A WARRINGTON public health doctor has joined the likes of Rosa Parks, Nelson Mandela and Jesse Jackson in receiving a prestigious American award.

Dr Alexander Gatherer, of Stonehill Close, Appleton, has been awarded the American Public Health Association’s Presidential Citation for his work for the World Health Organisation in improving health in European prisons.

He took on the role of advisor to the WHO Health in Prisons project after retiing from being director of public health in Oxford.

At its conception the project involved eight countries in Europe and now has 39 members.

“Most people are very ambivalent about health in prisons but from a public health point of view it is a major challenge,” said Dr Gatherer.

“It’s where you have the highest concentration of people with HIV and people with resistant tuberculosis. People have to realise that in all countries the vast majority of prisoners are in and out of prisons, so if they have a bad disease and we don’t take the opportunity to treat it while they are in prison then they go back home with the disease and spread it around.”

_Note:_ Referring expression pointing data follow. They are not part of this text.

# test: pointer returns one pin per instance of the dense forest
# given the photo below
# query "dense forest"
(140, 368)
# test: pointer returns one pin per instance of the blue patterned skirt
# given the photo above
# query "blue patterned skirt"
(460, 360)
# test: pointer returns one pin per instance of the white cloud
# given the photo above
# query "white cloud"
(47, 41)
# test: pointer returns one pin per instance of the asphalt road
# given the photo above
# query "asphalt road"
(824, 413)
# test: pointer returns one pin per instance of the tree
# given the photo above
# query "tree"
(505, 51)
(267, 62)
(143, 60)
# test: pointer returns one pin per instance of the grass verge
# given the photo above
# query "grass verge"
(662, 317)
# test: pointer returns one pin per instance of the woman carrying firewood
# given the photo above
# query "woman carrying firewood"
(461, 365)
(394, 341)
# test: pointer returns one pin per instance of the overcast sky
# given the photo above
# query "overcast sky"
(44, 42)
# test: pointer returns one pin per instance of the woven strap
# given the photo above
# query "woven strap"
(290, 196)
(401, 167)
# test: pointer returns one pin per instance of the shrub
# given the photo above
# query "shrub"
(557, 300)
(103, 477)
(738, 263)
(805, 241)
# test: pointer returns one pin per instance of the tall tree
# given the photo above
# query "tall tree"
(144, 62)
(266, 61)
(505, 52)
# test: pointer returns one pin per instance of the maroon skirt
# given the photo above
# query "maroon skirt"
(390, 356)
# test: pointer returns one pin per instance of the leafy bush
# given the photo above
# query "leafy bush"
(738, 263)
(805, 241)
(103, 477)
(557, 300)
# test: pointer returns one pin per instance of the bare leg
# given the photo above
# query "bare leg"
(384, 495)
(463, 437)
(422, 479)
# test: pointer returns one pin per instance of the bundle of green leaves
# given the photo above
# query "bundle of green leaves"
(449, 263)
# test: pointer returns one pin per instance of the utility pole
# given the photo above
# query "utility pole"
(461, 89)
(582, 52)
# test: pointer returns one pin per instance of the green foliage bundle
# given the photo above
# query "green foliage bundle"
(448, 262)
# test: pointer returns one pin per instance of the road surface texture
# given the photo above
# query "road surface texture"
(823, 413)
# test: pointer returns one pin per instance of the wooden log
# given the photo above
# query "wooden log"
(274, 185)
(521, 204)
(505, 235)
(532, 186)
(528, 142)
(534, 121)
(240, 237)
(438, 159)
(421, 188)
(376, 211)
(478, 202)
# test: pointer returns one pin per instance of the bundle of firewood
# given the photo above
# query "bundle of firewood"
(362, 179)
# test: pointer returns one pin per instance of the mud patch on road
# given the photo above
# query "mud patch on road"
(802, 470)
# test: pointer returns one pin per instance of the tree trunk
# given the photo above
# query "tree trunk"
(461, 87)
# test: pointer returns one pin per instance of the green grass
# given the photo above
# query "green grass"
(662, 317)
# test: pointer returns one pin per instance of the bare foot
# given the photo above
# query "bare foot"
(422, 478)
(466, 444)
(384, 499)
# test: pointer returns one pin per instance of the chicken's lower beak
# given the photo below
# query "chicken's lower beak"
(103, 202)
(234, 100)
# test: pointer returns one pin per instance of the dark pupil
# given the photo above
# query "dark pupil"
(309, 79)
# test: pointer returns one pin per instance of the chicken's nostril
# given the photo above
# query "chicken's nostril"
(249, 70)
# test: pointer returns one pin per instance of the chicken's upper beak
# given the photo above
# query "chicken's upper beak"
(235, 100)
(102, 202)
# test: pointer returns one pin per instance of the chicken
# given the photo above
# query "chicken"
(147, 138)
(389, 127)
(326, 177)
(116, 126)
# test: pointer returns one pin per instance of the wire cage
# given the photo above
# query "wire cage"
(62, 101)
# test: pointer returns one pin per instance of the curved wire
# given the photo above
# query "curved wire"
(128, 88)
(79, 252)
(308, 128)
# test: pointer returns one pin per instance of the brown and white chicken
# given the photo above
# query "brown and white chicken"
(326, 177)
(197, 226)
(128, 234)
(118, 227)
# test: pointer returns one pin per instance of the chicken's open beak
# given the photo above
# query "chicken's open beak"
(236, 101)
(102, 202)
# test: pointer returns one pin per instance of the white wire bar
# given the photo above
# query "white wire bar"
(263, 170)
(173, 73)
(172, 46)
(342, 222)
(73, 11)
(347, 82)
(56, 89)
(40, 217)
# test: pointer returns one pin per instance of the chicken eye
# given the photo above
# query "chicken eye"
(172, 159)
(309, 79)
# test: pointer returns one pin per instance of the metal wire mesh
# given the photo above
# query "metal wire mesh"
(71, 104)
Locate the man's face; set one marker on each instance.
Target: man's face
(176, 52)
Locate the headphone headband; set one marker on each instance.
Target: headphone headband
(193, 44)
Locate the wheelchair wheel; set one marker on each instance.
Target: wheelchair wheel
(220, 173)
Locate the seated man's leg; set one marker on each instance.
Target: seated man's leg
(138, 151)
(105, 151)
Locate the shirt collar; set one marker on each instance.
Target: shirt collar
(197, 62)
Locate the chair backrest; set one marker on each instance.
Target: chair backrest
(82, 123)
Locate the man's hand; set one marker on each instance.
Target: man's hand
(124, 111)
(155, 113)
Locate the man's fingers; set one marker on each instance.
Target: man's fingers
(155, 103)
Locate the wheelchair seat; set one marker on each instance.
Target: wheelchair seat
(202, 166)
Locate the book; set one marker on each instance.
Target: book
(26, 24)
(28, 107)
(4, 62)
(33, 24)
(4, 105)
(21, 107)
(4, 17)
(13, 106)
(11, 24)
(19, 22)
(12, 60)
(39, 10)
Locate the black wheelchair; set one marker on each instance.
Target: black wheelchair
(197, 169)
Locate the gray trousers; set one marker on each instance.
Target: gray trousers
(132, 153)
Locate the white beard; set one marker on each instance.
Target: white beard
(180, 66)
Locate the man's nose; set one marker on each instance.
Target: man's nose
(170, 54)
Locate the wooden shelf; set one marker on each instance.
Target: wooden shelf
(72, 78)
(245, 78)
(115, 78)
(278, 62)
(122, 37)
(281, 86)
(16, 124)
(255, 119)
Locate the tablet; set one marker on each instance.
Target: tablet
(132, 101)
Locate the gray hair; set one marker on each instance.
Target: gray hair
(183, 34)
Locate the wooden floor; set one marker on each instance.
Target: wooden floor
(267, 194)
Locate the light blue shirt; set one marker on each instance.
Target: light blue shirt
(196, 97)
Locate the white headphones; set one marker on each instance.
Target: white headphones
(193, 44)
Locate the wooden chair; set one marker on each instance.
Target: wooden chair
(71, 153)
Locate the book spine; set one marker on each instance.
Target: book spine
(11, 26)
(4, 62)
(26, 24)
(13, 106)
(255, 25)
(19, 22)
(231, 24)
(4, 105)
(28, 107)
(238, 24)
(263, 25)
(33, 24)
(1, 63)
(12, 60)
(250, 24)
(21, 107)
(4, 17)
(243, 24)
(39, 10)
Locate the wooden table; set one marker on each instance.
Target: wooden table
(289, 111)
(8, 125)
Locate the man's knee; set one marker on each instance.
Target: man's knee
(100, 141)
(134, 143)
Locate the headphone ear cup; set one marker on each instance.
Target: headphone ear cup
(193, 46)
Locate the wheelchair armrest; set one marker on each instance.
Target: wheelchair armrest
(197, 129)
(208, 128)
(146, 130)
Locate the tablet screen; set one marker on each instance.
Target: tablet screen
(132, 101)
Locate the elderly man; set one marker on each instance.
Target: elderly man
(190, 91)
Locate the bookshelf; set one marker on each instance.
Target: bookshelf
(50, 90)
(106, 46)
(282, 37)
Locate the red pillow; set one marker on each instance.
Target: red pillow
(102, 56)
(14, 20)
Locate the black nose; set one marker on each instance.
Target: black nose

He is modest about receiving the Presidential Citation – an award not given annually – but only when there is unusual merit to warrant it.

“The thinking behind giving it to me is to spread the idea of the programme around the world,” he said.

“America wants what Europe already has. This is something the rest of the world would gain from and the Americans are particularly keen.

“You don’t mention my name in the same breath as Nelson Mandela!”

Dr Gatherer is no stranger to awards, being the honorary secretary of the Oxford Medical Society, a fellow of Royal Society for the Promotion of Health and a life member of the British Medical Association.

In 2006 he was awarded the Alwyn Smith Award by the Royal College of Physicians Faculty of Public Health for making the most outstanding contribution to the health of the public through research or public health practice.

He began his public health career in Warrington under Dr Eric Moore, whose name is familiar in Warrington as he has a GP surgery named after him.

His five years in the town were the most productive of his career, as he gained qualifications in public health and industrial health, the higher degree of MD with commendation from Aberdeen. He married a Thelwall girl and they had their first son.

He worked all over England before settling in Oxford for 20 years, but now has retured to Appleton with his second wife Myra.